Gallium Nitride(GaN)
Gallium Nitride(GaN)
Gallium Nitride (GaN) is a wide-bandgap semiconductor with a bandgap energy of 3.4 eV, much higher than silicon (Si) at 1.1 eV. This enables GaN-based devices to operate at higher voltages, temperatures, and efficiencies, making them essential for optoelectronic applications like LEDs and high-power electronics.
Unlike Si, GaN cannot be grown using conventional melt-based crystal growth techniques like the Czochralski (CZ) method due to its high decomposition temperature. Instead, Hydride Vapor Phase Epitaxy (HVPE) is used to grow high-quality GaN films on sapphire substrates. Our lab focuses on optimizing HVPE growth conditions to improve GaN material properties for Micro-LEDs and advanced semiconductor applications.
Thru-Hole Epitaxty(THE)Â
Thru-hole epitaxy (THE) shares similarities with epitaxial lateral overgrowth (ELO), where nucleation begins on small-exposed regions of the substrate, followed by lateral growth over a two-dimensional (2D) material mask layer. However, a key distinction of THE lies in its facile detachability. By leveraging a thermal release tape, the deposited film can be easily separated from the substrate, thanks to the controlled configuration of thru-holes formed within one or multiple layers of 2D materials. This unique feature sets THE apart from conventional ELO methodologies, offering a more efficient approach to film detachment.
Micro-LED
Micro-LEDs are an emerging display technology offering superior brightness, energy efficiency, and long lifespan. Gallium Nitride (GaN) is a key material for Micro-LED fabrication due to its excellent optoelectronic properties, including high luminous efficiency and thermal stability. However, the challenge of efficient mass transfer and integration remains a critical area of research. In our lab, we focus on the epitaxial growth of high-quality GaN films, with an interest in optimizing material properties for Micro-LED applications in display and lighting technologies.
Quantum Emitter
hBN-based quantum emitters stand out as one of the most promising candidates for next-generation quantum technologies.

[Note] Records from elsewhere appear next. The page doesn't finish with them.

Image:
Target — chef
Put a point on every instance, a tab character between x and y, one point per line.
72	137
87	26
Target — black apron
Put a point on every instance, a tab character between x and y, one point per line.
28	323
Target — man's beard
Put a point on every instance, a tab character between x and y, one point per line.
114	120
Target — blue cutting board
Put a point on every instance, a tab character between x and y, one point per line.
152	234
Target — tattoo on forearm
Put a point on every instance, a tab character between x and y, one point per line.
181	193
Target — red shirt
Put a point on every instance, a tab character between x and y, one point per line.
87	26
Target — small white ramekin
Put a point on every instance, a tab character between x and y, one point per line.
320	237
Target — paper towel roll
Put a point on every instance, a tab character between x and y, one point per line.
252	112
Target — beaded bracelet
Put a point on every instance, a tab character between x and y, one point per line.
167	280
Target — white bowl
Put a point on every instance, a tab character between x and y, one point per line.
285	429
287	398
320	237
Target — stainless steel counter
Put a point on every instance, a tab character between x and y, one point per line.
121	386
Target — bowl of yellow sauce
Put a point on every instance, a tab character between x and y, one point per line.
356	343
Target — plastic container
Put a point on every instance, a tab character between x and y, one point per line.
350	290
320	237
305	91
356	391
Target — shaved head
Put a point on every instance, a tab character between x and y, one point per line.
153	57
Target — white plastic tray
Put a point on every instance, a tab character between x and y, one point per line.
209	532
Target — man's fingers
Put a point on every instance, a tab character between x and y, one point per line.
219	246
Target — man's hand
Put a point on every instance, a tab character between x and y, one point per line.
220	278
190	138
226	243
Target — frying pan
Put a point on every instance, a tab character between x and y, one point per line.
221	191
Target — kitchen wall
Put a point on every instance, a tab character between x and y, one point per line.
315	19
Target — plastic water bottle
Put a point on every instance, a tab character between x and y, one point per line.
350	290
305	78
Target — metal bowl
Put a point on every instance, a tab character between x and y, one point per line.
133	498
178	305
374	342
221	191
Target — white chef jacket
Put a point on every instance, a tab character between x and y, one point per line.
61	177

Their ability to operate at room temperature, combined with high photon emission efficiency and environmental stability, makes them an exciting frontier in quantum optics, secure communication, and quantum information processing. As research in this field continues to advance, hBN is poised to play a crucial role in the future of quantum technology.
In our lab, we use a CVD system to grow hBN in a high-temperature environment, and we aim to grow high-quality hBN thin films with controllable thickness.